Published Dec 20, 2017
Forest2
625 Posts
I was wondering if anyone has come across this one yet. I recently interviewed for an ICU nurse position and during the interview process was told that the ICU was moving to med/surg to be combined into one unit due to financial reasons.
I was told that the ICU nurses would also be required to provide care to med/surg patients on this unit in addition to their own critical care patients.
I first wondered if this was safe. This is a critical access hospital and they lost one of their ICU nurses to ER. I was not told why she left ICU.
In addition, all nurses at this hospital are required to take call in addition to working full time.
What do you think of this? Is this a trend or something?
purplegal
432 Posts
Never heard of this before, but it doesn't sound like a good unit. More than likely, the two or so ICU patients you are assigned will need all of your attention because of how critically unstable they are. I would not think you would have time to care for other patients, even if they are "just" general med-surg patients. I probably wouldn't take the job for that reason alone.
Lennonninja, MSN, APRN, NP
1,004 Posts
I wouldn't do it. ICU patients deserve ICU level care, not having your time divided between them and more med/surg patients as well. This sounds like a nightmare waiting to happen.

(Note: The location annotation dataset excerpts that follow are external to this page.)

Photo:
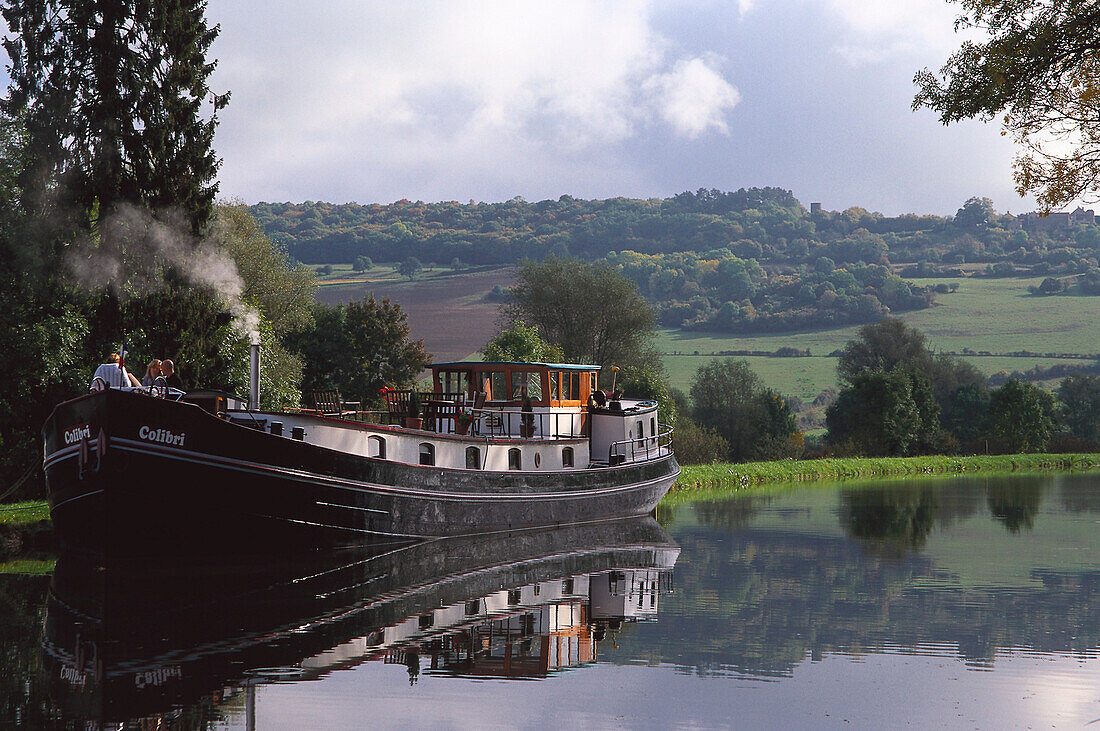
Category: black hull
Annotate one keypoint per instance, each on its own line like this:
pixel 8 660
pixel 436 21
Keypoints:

I thought the moving of ICU patient rooms permanently to med/surg sounded like a bad nursing model. As far as I have read so far is that critical access hospitals have a lower quality of care compared to regular acute care hospitals already. I wondered why have an ICU at all, if someone happens to need surgery at night, just do recovery in ER. Then move to med/surg or transfer to another hospital.
Maybe this idea did not set very well with the ICU nurse and that is why she went to ER.